Jurisdictions in seven states — Hawaii, New Mexico, North Dakota, Ohio, South Dakota, Texas and Wisconsin — tax access to the Internet, according to the nonpartisan Congressional Budget Office. Together they would lose “several hundred million dollars annually” if they were no longer allowed to collect the taxes.
(The Center on Budget and Policy Priorities, which opposes the measure, estimates that Hawaii’s state government would lose about $20 million in tax revenue, based on 2012 figures, when the tax is phased out.)
Sen. Ron Wyden, D-Ore., said the measure means that small businesses and individuals will “finally be free from the threat of hundreds of dollars in new taxes each year, just to access the Internet.”

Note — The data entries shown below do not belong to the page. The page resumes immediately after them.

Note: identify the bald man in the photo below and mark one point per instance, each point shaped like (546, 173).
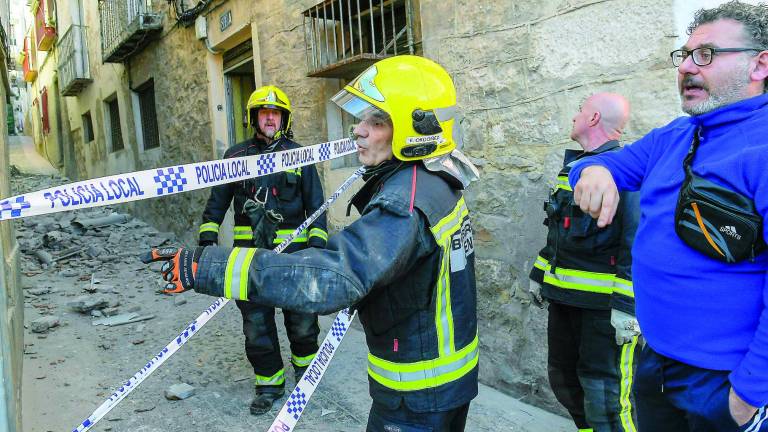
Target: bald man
(585, 273)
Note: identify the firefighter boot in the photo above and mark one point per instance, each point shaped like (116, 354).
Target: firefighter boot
(298, 372)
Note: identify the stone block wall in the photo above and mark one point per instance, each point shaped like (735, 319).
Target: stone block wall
(521, 71)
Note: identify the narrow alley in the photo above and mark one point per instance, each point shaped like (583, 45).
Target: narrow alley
(82, 282)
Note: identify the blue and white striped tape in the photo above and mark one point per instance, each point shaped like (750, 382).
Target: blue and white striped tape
(297, 401)
(173, 346)
(157, 182)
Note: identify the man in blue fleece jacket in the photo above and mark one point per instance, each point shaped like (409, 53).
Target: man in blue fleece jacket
(705, 366)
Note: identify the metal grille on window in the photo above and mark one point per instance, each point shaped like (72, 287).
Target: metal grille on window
(149, 128)
(87, 127)
(114, 126)
(343, 37)
(44, 112)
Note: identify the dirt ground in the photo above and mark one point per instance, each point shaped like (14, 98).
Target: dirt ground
(71, 368)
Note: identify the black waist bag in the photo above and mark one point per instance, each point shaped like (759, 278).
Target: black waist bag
(714, 220)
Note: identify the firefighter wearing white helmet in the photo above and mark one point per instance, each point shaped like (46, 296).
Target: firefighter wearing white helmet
(407, 264)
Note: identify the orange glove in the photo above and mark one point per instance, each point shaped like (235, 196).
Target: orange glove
(179, 268)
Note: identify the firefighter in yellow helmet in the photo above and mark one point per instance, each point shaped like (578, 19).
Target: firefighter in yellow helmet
(289, 197)
(407, 264)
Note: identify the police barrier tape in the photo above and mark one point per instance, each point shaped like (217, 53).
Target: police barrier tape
(199, 322)
(299, 398)
(164, 181)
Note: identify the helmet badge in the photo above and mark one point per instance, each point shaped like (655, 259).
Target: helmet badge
(365, 84)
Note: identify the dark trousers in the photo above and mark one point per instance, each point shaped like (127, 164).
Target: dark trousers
(589, 374)
(382, 419)
(675, 397)
(261, 344)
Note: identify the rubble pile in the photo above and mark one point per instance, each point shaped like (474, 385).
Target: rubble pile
(87, 246)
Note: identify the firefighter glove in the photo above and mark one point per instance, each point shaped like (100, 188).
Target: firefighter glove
(179, 267)
(626, 326)
(534, 292)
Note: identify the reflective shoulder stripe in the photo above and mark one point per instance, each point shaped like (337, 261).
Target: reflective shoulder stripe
(209, 227)
(275, 379)
(318, 232)
(541, 263)
(601, 283)
(283, 234)
(449, 224)
(302, 361)
(562, 183)
(443, 231)
(236, 275)
(243, 233)
(624, 287)
(424, 374)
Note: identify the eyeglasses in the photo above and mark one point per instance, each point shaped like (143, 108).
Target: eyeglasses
(704, 55)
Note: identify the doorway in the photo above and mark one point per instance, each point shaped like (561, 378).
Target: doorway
(239, 83)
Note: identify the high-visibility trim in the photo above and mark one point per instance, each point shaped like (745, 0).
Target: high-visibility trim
(443, 231)
(624, 287)
(562, 183)
(424, 374)
(580, 280)
(318, 232)
(209, 227)
(243, 233)
(236, 273)
(449, 224)
(283, 234)
(541, 263)
(302, 361)
(627, 368)
(276, 379)
(443, 321)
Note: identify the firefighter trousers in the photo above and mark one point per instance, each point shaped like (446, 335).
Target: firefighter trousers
(589, 374)
(262, 346)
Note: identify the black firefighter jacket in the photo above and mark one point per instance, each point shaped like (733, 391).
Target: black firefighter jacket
(407, 265)
(583, 265)
(295, 194)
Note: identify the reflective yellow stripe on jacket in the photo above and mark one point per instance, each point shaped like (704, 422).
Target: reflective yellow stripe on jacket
(450, 364)
(236, 274)
(424, 374)
(317, 232)
(209, 227)
(562, 183)
(283, 234)
(602, 283)
(243, 232)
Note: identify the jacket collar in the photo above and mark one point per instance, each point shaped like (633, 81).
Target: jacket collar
(735, 112)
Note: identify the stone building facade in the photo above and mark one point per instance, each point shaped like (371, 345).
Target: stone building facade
(11, 297)
(521, 69)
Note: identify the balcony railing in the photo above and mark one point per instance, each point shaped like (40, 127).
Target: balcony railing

The Internet tax moratorium was attached to a separate measure modernizing the U.S. customs system.
That measure attracted controversy earlier this year when the Senate voted to give the government more power to retaliate against countries, like China, that manipulate the value of their currency to make their exports more attractive. The Obama administration opposed the currency provision even though it was authored by a key ally, New York Democrat Charles Schumer.
More broadly, the customs measure is aimed at beefing up enforcement against trade cheats and facilitating the free flow of legitimate trade.
“This bill will make it easier for Americans to compete and win in marketplaces around the world,” said Ways and Means Committee Chairman Kevin Brady, R-Texas. “Strong enforcement provisions will also level the playing field and help ensure that other countries follow the same rules.”